For most cases of hyponatremia, fluid restriction starts at 1 to 1.5 liters per day. In more severe situations, the limit may drop to 500 to 1,000 milliliters per day. Restricting below 1 liter is generally not recommended because it causes significant discomfort without adding meaningful benefit.
Typical Daily Fluid Limits
The standard starting point is 1 to 1.5 liters (roughly 34 to 50 ounces) of total fluid per day. This range applies to mild hyponatremia (sodium levels of 130 to 134 mmol/L) and moderate cases (120 to 129 mmol/L). For people with sodium levels below 120 mmol/L, the restriction can tighten to 500 to 1,000 milliliters per day, though this is harder to sustain and typically happens under close medical supervision.
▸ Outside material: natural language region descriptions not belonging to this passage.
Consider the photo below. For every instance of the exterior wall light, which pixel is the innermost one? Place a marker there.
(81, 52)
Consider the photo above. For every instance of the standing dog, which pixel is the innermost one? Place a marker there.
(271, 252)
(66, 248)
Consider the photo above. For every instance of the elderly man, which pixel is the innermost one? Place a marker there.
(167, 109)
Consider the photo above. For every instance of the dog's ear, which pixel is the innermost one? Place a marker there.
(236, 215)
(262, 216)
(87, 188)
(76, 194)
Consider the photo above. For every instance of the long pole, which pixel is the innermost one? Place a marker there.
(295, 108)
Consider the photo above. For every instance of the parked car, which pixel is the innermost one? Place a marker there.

The goal isn’t to eliminate fluids. It’s to take in less fluid than your kidneys are putting out. When your body holds onto too much water, sodium gets diluted in your blood. Drinking less than you urinate forces your body to gradually concentrate its fluids, bringing sodium levels back up.
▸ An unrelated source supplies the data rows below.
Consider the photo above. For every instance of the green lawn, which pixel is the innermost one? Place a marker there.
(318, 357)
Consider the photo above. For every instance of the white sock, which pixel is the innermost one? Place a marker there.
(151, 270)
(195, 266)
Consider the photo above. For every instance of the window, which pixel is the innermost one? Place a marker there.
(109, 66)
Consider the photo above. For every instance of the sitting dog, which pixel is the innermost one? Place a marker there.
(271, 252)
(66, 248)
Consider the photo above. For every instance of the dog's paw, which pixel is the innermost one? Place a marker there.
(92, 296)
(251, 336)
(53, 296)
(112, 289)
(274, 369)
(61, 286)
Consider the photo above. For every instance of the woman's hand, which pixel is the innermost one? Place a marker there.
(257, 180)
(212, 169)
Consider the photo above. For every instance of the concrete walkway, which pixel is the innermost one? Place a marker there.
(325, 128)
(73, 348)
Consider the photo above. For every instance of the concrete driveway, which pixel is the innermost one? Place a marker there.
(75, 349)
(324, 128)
Why Fluid Restriction Works (and When It Doesn’t)
Fluid restriction is the primary treatment for a condition called SIADH, the most common cause of hyponatremia in hospital settings. In SIADH, your body produces too much of a hormone that tells your kidneys to retain water. The sodium itself isn’t necessarily low in total amount. It’s diluted by excess water. Restricting fluid intake addresses that root problem directly.
However, fluid restriction doesn’t work for everyone. Your care team can check a urine test to predict whether you’ll respond. When the combined concentration of sodium and potassium in your urine exceeds the sodium level in your blood (a ratio greater than 1), fluid restriction alone is unlikely to raise your sodium. A urine concentration above 500 mOsm/kg is another red flag. In a large multicenter study, a ratio cutoff of 0.86 was the best predictor of treatment failure, correctly identifying non-responders about 70% of the time. If your numbers fall in that range, your doctor will likely add other treatments rather than relying on fluid restriction alone.
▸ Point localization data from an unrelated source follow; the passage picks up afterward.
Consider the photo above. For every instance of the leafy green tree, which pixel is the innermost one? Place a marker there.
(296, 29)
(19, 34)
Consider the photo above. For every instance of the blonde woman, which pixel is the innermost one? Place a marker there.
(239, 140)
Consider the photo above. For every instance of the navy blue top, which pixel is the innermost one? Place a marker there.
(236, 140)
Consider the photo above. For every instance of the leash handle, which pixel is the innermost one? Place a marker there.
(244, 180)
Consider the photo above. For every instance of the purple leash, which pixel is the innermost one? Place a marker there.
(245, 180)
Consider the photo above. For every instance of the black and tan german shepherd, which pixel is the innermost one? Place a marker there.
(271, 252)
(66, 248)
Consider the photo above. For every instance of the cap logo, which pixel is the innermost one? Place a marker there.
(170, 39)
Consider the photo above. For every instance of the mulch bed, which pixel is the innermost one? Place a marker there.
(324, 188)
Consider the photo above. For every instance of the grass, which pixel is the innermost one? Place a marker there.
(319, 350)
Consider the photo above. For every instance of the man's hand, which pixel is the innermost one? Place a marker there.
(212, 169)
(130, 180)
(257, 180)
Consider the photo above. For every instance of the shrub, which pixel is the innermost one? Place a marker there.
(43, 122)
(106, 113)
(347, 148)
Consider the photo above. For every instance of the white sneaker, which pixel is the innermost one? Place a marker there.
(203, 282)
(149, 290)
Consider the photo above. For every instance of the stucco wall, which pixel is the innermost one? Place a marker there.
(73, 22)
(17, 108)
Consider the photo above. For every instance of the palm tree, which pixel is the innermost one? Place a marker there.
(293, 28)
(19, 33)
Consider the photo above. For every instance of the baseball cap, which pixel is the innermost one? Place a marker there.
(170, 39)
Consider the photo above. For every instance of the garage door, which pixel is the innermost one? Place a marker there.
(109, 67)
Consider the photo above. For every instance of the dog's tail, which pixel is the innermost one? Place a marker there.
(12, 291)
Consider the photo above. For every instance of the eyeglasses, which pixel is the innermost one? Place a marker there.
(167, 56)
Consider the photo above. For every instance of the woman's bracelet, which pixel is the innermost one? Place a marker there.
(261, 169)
When Fluid Restriction Is the Wrong Approach
Not all hyponatremia comes from too much water. If your sodium is low because you’ve lost too much fluid and salt (from vomiting, diarrhea, heavy sweating, or certain brain injuries), restricting fluids would make things worse. In hypovolemic hyponatremia, the treatment is the opposite: replacing fluids with saline solutions and adding salt. Restricting fluids in someone who is already volume-depleted can, in severe cases, lead to dangerous drops in blood pressure.
This is why the cause of hyponatremia matters so much before starting any restriction. The treatment depends entirely on whether the problem is too much water, not enough salt, or something else.
What Counts Toward Your Daily Limit
Fluid restriction means more than just watching how much water you drink. Every liquid you consume counts: coffee, tea, juice, milk, broth, alcohol. So does any food that is liquid at room temperature or melts into liquid. That includes soup, gravy, sauces, custard, ice cream, sorbet, yogurt, milk puddings, and jelly. A practical rule is to count these high-fluid foods as half their volume toward your daily total. A 200 ml bowl of soup, for example, counts as about 100 ml.
Keeping a running tally helps. Many people find it useful to measure out their allowed fluid into a pitcher or bottles at the start of the day so they can see exactly how much they have left. Sipping rather than gulping, using smaller cups, and sucking on ice chips (counted toward total intake) can make a tight restriction more tolerable.
How Quickly Sodium Should Rise
Correcting sodium too fast is dangerous. When sodium levels have been low for more than 48 hours, or when the duration is unknown, rapid correction can damage a structure in the brainstem, a condition called osmotic demyelination syndrome. Current guidelines from both European and American medical societies recommend raising sodium no more than 6 to 8 mmol/L in the first 24 hours. Going above 8 mmol/L in 24 hours or above 18 mmol/L in 48 hours is considered overcorrection.
This is one reason fluid restriction is often preferred over more aggressive treatments for stable patients. It tends to raise sodium slowly and predictably, which is safer. Your sodium levels will be checked repeatedly during the correction period to make sure the rise stays within safe limits.
What Happens If Fluid Restriction Isn’t Enough
Some people follow a strict restriction and their sodium barely budges. When that happens, the next steps typically include oral salt tablets to increase sodium intake directly, or a medication called urea that helps the kidneys excrete more free water. In more resistant cases, medications that block the water-retaining hormone can be used, though these require careful monitoring because they can raise sodium too quickly.
Fluid restriction also has practical limits. Sticking to less than a liter per day is genuinely difficult, and adherence drops sharply the tighter the restriction gets. If you’re struggling to stay within your limit, that’s worth mentioning to your care team. There are often alternatives that can supplement a more moderate restriction rather than pushing the volume lower and lower.